将来のスクランブル対応機か!? 豪州の無人戦闘機プロジェクトに自衛隊も参画「次期ステルス戦闘機」との連携も視野
防衛省で行われた日豪の大臣会談において、オーストラリア軍が進める無人戦闘機の試験に航空自衛隊が参加することが明らかになりました。ただ、空自には「グローバルホーク」という無人機がすでにあります。何が違うのでしょうか。
機体開発と運用法の確立はセットで
もっとも、連携無人機はまだ開発段階にあり、運用方法も確立されていません。有人機より多くの機数を配備しようとするならば、導入・運用コストの削減や要員配置の効率化を同時に進めなければ、有人機とのリソース競合を招き、その両方に人員と予算を取られた挙句、全体的な戦力低下を引き起こしかねないのです。

筆者(布留川 司:ルポライター・カメラマン)は以前、オーストラリア空軍MQ-28A試験飛行隊の隊員に話を聞いたことがありますが、その際に彼が強調していた点が隊員教育の重要性でした。
「理想としては数百機のMQ-28を運用したいと考えています。通常のパイロット育成には多額の費用がかかりますが、この無人機に同じだけの費用をかけることはできません。現在はパイロットとシステムオペレーターが操縦していますが、将来的にはこの機体を操縦する専任要員を、より簡易な訓練で育成することを検討しています」(オーストラリア空軍試験飛行隊の隊員)

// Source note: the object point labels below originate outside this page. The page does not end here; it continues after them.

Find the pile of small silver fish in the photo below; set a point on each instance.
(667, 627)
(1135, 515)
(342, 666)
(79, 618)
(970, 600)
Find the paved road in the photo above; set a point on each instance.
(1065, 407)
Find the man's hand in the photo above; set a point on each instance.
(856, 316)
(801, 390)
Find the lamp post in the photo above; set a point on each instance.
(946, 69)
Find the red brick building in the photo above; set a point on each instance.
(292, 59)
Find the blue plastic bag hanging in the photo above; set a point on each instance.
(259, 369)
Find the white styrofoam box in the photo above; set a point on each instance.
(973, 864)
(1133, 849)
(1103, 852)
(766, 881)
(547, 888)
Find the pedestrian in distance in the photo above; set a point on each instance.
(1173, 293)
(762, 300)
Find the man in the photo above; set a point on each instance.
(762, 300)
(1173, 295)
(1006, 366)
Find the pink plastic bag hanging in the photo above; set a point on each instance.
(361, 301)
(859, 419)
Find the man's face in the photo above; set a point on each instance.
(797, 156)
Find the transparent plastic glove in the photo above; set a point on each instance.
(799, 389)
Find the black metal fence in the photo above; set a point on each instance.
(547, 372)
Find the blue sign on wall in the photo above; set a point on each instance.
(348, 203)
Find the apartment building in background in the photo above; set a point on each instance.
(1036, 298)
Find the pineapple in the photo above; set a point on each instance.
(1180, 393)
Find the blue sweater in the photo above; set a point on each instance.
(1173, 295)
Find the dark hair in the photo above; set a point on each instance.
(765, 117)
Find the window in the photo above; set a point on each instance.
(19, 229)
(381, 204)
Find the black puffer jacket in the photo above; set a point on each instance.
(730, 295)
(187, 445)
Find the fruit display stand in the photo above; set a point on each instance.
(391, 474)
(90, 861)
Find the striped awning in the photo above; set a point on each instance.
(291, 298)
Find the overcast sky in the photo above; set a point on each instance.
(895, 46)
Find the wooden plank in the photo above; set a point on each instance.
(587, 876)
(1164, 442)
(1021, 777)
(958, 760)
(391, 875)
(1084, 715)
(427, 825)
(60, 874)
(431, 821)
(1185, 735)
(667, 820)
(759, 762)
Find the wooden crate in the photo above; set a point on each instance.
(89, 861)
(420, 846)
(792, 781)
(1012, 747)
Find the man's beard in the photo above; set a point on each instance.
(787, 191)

防衛省では国際協力事業として、このMQ-28Aだけでなく、アメリカとの「AI搭載無人航空機の安全性確保技術に係る日米共同研究」にも署名しており、積極的に無人航空機の取り組みを進めています。
GCAPと共に運用される連携無人機がどのような機体になるかは現時点では未定ですが、そのための情報収集と研究開発はすでに多国間で進められているといえるでしょう。
ちなみに2025年3月には当時、自衛隊制服組トップであった吉田統合幕僚長も「将来的には、我々が無人機を導入していった場合は、無人機を活用した対領空侵犯措置のあり方も検討の対象になると思う」と述べています。
航空自衛隊に無人戦闘機が配備されるのも、そう遠くないのかもしれません。